Por que isso não ocorreu no Japão? Há uma grande diferença entre Japão e Estados Unidos em suas respectivas crises: a dívida japonesa é financiada pelos próprios japoneses. Eles não vêem problema em comprar títulos de seu tesouro mesmo a taxas baixas. Suas vidas são vividas em Yens. Se as taxas de outros países são atrativas, podem alocar parte de seus recursos, por exemplo, nos Estados Unidos, quer dizer, se a moeda deles não se depreciar...

O povo estadunidense não é credor de seu governo. Na verdade graças aos pacotes, está exatamente no pé contrário, deve dinheiro ao tesouro e aos bancos que dele dependem. E os credores dos Estados Unidos são os grandes bancos centrais (China, Rússia, Japão, Brasil - sim, somos o 5ª maior BC em volume de dívida dos EUA - entre outros), além de empresas, pessoas, e até mesmo Hedge Funds por todo o mundo. E todos esses credores, neste momento, estão olhando para os grandes déficits, a impressão desenfreada de moeda e a fraqueza da maior economia do mundo e pensando se seu dinheiro está seguro lá.

E o que pode acontecer é exatamente uma corrida bancária.
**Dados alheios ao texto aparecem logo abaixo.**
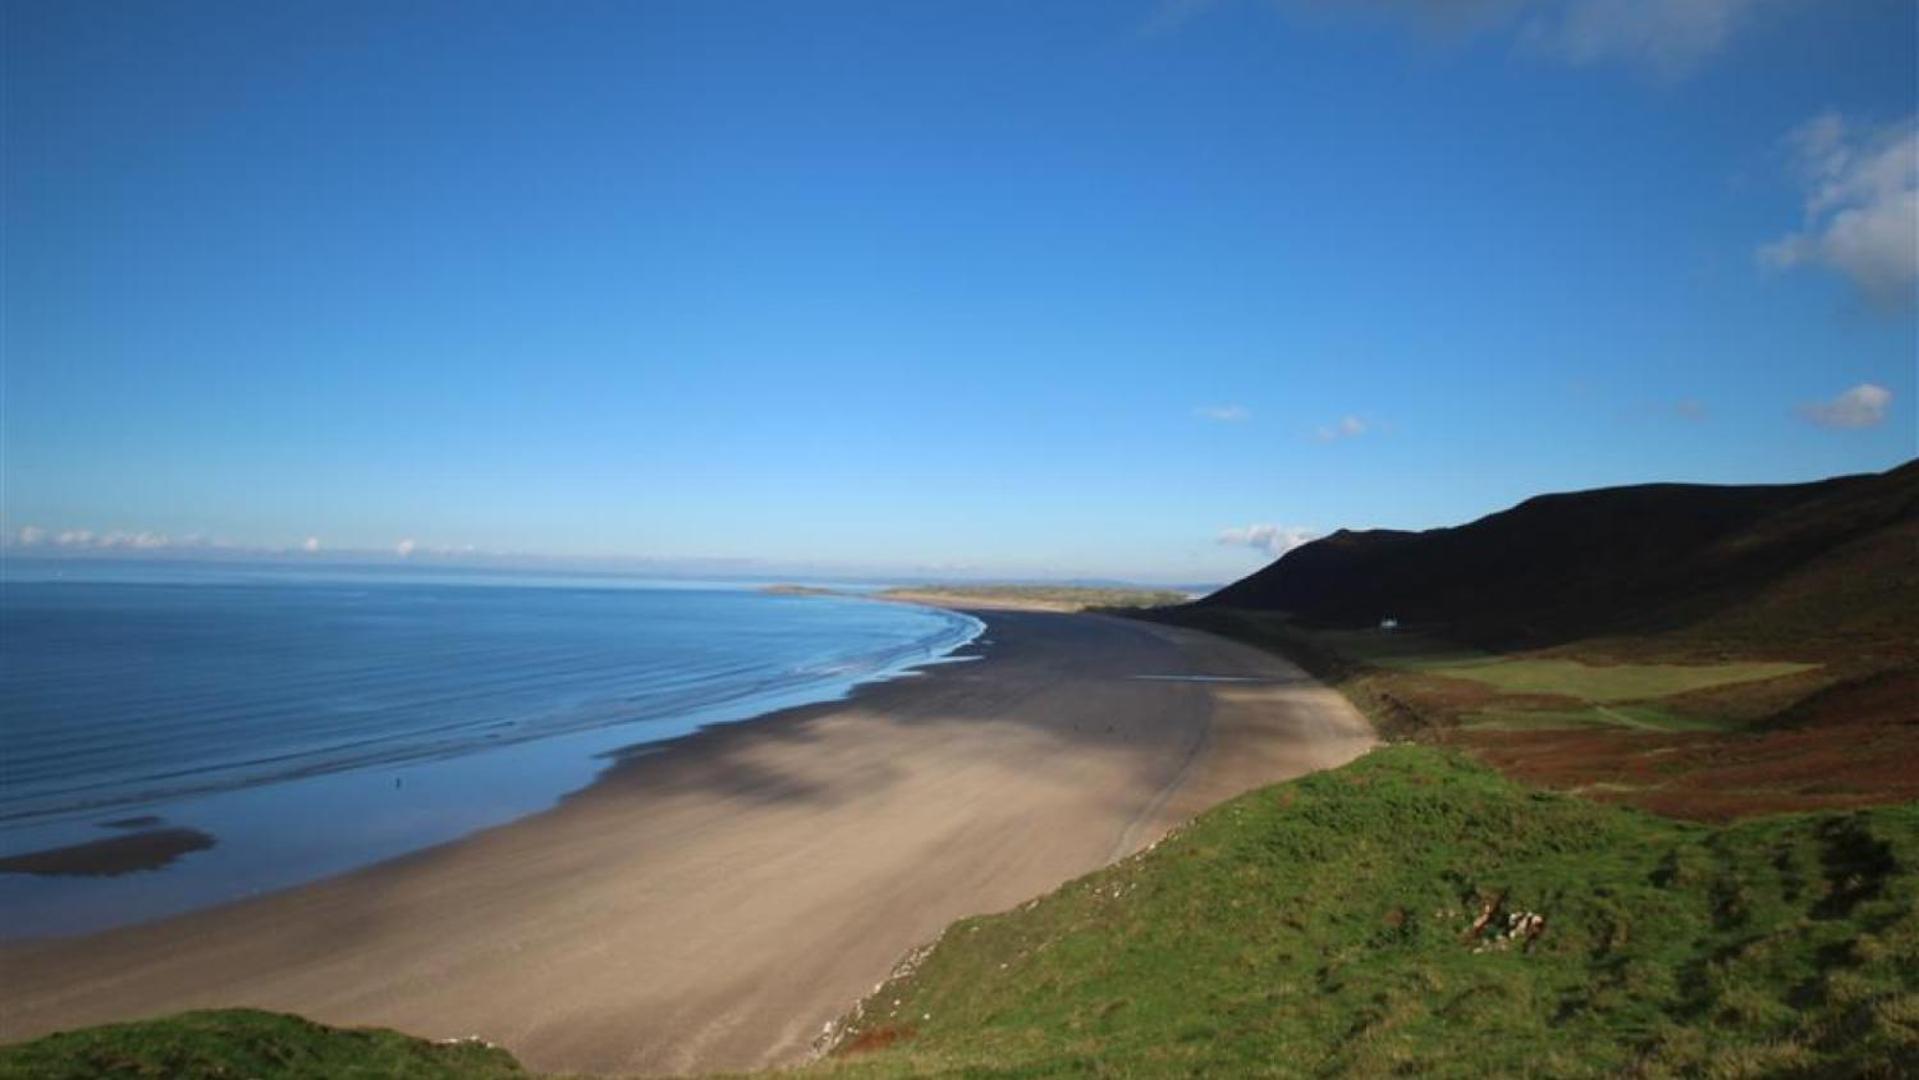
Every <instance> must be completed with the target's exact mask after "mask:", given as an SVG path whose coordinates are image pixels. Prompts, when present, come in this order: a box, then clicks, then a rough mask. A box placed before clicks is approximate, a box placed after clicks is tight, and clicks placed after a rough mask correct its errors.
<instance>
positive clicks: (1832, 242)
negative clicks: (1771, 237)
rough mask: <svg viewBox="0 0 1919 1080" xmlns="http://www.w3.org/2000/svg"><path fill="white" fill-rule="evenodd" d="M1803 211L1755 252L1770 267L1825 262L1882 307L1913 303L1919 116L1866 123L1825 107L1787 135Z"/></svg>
mask: <svg viewBox="0 0 1919 1080" xmlns="http://www.w3.org/2000/svg"><path fill="white" fill-rule="evenodd" d="M1785 142H1787V152H1789V153H1790V157H1792V171H1794V175H1796V176H1798V180H1800V184H1804V188H1806V217H1804V223H1802V224H1800V228H1798V230H1796V232H1789V234H1785V236H1781V238H1779V240H1773V242H1771V244H1764V246H1762V247H1760V251H1758V255H1760V263H1764V265H1767V267H1773V269H1781V270H1785V269H1792V267H1806V265H1815V267H1827V269H1833V270H1838V272H1842V274H1846V276H1848V278H1852V284H1854V286H1858V288H1860V292H1861V293H1865V297H1867V299H1869V301H1871V303H1873V305H1877V307H1881V309H1911V307H1913V301H1915V292H1913V286H1915V284H1919V117H1906V119H1904V121H1898V123H1892V125H1884V127H1871V125H1867V127H1861V125H1858V123H1852V121H1846V119H1844V117H1840V115H1838V113H1825V115H1819V117H1813V119H1812V121H1808V123H1804V125H1800V127H1798V129H1794V130H1792V132H1790V134H1789V136H1787V140H1785Z"/></svg>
Se muitos investidores começarem a acreditar que o Fed terá que desvalorizar o dólar para poder quitar suas dívidas e empurrar sua economia, o segundo pensamento será: "é melhor ser o primeiro a sair!" Este é o início do Ataque Especulativo.

O Fed está em uma posição ruim. Ele não pode deixar que a taxa de juros suba, pois a situação econômica dos EUA pioraria. Ele poderia tentar, em um intervalo curto de tempo, comprar uma grande quantidade de títulos, forçando aqueles em posições vendidas a saírem delas de modo a limitar suas perdas. Mas isso afugentaria compradores, pois a taxa de tais papeís ficaria menos atrativa. Ademais, se gastar muita munição em um tiro só e errar, se as posições vendidas forem pequenas ainda, o feitiço pode se virar contra o feiticeiro, pois os compradores serão assustados e os vendedores atraídos como mariposas para a luz.
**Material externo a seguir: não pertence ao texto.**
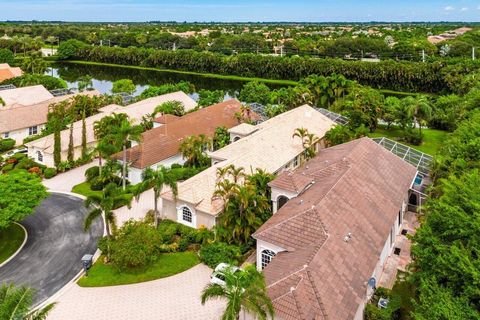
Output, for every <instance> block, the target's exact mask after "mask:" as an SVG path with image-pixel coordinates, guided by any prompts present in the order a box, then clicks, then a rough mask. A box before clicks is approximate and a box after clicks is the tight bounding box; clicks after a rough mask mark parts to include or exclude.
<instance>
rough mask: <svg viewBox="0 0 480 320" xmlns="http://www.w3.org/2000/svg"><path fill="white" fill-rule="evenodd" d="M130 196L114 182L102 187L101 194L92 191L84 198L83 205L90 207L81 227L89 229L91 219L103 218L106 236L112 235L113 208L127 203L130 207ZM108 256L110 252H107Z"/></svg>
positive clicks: (114, 214) (117, 206)
mask: <svg viewBox="0 0 480 320" xmlns="http://www.w3.org/2000/svg"><path fill="white" fill-rule="evenodd" d="M131 202H132V197H131V196H130V195H128V194H126V193H124V192H122V190H121V189H120V188H119V187H118V186H117V185H116V184H114V183H110V184H108V185H107V186H105V188H103V190H102V192H101V194H97V193H93V194H91V195H89V196H88V197H87V199H86V200H85V207H87V208H89V209H90V212H89V213H88V215H87V217H86V218H85V221H84V224H83V228H84V230H88V229H90V226H91V225H92V223H93V221H94V220H95V219H98V218H103V223H104V225H105V229H106V231H107V237H111V236H112V231H111V230H116V229H117V226H116V222H115V214H114V212H113V210H114V209H115V208H118V207H120V206H125V205H127V206H128V207H129V208H130V205H131ZM107 257H110V252H109V251H108V252H107Z"/></svg>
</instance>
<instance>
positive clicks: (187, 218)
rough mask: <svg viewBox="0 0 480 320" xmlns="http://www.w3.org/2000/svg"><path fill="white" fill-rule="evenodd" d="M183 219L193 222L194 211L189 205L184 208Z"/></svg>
mask: <svg viewBox="0 0 480 320" xmlns="http://www.w3.org/2000/svg"><path fill="white" fill-rule="evenodd" d="M182 220H183V221H185V222H188V223H192V211H191V210H190V209H189V208H188V207H183V208H182Z"/></svg>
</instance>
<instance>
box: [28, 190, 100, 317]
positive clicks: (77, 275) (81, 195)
mask: <svg viewBox="0 0 480 320" xmlns="http://www.w3.org/2000/svg"><path fill="white" fill-rule="evenodd" d="M47 191H48V192H50V193H57V194H64V195H67V196H72V197H76V198H79V199H82V200H85V199H86V197H85V196H82V195H80V194H77V193H73V192H66V191H55V190H50V189H49V190H47ZM103 225H104V226H103V236H105V235H106V226H105V224H103ZM100 255H101V251H100V250H99V249H98V248H97V250H96V251H95V253H94V255H93V262H96V261H97V259H98V258H99V257H100ZM84 274H85V271H84V270H83V269H81V270H80V271H79V272H78V273H77V274H76V275H75V277H73V279H72V280H70V281H69V282H68V283H66V284H65V285H64V286H63V287H62V288H60V289H59V290H58V291H57V292H55V293H54V294H53V295H51V296H50V297H49V298H48V299H47V300H45V301H43V302H41V303H40V304H38V305H36V306H34V307H33V308H32V310H31V311H37V310H41V309H43V308H45V307H46V306H47V305H49V304H51V303H55V302H56V301H55V300H57V299H58V298H59V297H60V296H62V295H63V294H64V293H65V292H66V291H67V290H68V289H70V288H71V287H72V286H73V285H75V284H76V282H77V281H78V279H80V278H81V277H82V276H83V275H84Z"/></svg>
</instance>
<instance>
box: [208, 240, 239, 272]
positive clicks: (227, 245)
mask: <svg viewBox="0 0 480 320" xmlns="http://www.w3.org/2000/svg"><path fill="white" fill-rule="evenodd" d="M240 257H241V253H240V248H239V247H237V246H234V245H229V244H226V243H223V242H214V243H211V244H205V245H202V247H201V249H200V259H201V260H202V261H203V262H204V263H205V264H206V265H208V266H209V267H210V268H215V267H216V266H217V265H218V264H219V263H222V262H225V263H229V264H232V265H236V264H238V262H239V259H240Z"/></svg>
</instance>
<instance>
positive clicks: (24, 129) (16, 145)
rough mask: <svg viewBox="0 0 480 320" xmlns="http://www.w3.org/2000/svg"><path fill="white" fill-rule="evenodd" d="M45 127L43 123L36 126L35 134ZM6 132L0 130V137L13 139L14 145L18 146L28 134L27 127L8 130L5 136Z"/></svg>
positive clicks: (18, 145) (28, 135)
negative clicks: (14, 140)
mask: <svg viewBox="0 0 480 320" xmlns="http://www.w3.org/2000/svg"><path fill="white" fill-rule="evenodd" d="M44 128H45V125H44V124H41V125H38V126H37V134H39V133H40V132H42V130H43V129H44ZM5 134H6V132H1V133H0V138H2V139H3V138H9V139H14V140H15V145H16V146H20V145H22V144H23V139H25V138H26V137H28V136H29V134H28V128H22V129H19V130H14V131H9V132H8V137H5Z"/></svg>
E quanto mais claro isso ficar, maior a chance de acontecer. Sim, o fenômeno é auto-catalítico, e a primeira peça do dominó parece ter sido empurrada. As conseqüências deste evento? Difíceis de imaginar, mas as poucas coisas que me passam pela cabeça não são nada agradáveis.

"Now (...) mankind stands at the shores of destiny, and awaits the coming of the Tides of Darkness" (Youtube).

Felipe Dex: apertem seus cintos e verifiquem seus pára-quedas. Podemos ter turbulência pela frente, e o avião já perdeu 2 dos 4 motores.